Focus on content issues. Leave little things outside of the courtroom. During a recent testimony on a sexual harassment case, I disagreed with questioning the opposing attorney based on his characterization of a particular woman as “pretty”. The lawyer argued for three minutes to get me to agree that the woman was pretty. In this case, the merits of a sexual harassment dispute had nothing to do with a person’s physical attractiveness, and the reasoning had changed from litigation to personal dispute.
With the COVID-19 pandemic, social unrest and political uncertainty, we have entered an era where people are looking for institutions that work. The legal profession must be one of these institutions. Precisely for this reason, now is the right time to practice self-discipline, courtesy and professional behavior for the job.

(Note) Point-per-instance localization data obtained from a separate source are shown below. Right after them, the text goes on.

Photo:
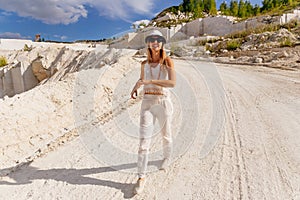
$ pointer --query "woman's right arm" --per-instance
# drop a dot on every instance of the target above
(139, 83)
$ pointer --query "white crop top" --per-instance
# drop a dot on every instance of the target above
(158, 72)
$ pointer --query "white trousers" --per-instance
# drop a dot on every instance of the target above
(154, 107)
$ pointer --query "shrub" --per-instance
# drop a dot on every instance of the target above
(3, 61)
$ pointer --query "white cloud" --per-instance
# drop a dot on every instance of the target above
(137, 23)
(69, 11)
(9, 35)
(61, 37)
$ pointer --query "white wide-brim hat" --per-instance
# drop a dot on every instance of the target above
(155, 33)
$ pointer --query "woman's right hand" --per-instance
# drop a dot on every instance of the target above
(136, 87)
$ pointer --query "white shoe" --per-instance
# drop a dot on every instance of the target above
(165, 163)
(140, 185)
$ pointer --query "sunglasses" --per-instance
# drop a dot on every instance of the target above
(152, 39)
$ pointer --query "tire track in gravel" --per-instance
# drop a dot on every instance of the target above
(264, 130)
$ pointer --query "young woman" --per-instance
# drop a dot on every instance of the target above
(157, 76)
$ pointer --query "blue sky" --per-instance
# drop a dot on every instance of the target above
(70, 20)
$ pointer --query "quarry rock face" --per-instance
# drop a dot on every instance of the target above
(27, 69)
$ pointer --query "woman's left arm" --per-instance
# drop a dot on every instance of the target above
(171, 82)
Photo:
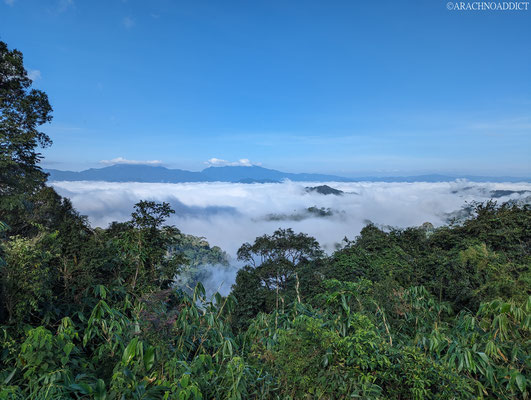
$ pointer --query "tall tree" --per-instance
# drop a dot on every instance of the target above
(22, 111)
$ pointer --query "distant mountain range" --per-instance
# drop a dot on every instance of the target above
(253, 174)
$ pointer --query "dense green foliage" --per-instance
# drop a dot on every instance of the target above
(419, 313)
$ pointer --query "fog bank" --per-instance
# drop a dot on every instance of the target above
(229, 214)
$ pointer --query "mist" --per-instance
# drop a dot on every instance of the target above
(229, 214)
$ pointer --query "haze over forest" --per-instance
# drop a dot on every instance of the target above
(265, 200)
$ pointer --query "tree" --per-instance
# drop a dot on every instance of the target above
(272, 265)
(22, 111)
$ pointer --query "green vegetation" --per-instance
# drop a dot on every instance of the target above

Society must believe in the strength and solidity of the legal system. Lawyers whose livelihood depends on the institution have a legitimate interest in maintaining the character of the profession.
Nicole Westbrook is a corporate litigator and shareholder at Jones & Keller. She has argued on both sides of the aisle on cases ranging from defamation to breach of duty, fraud, contractual disputes, real estate disputes, and everything in between. On faculty with NITA and a CLE teacher, Nicole believes that hard-fought cases and focusing on winning doesn’t mean being evil in the courtroom. Westbrook can be reached at [email protected].
THIS INFORMATION IS NOT INTENDED AS LEGAL ADVICE. SEEK SPECIAL LEGAL ADVICE BEFORE ACTING.
The content of this article is intended to provide general guidance on the subject. Expert advice should be sought regarding your specific circumstances.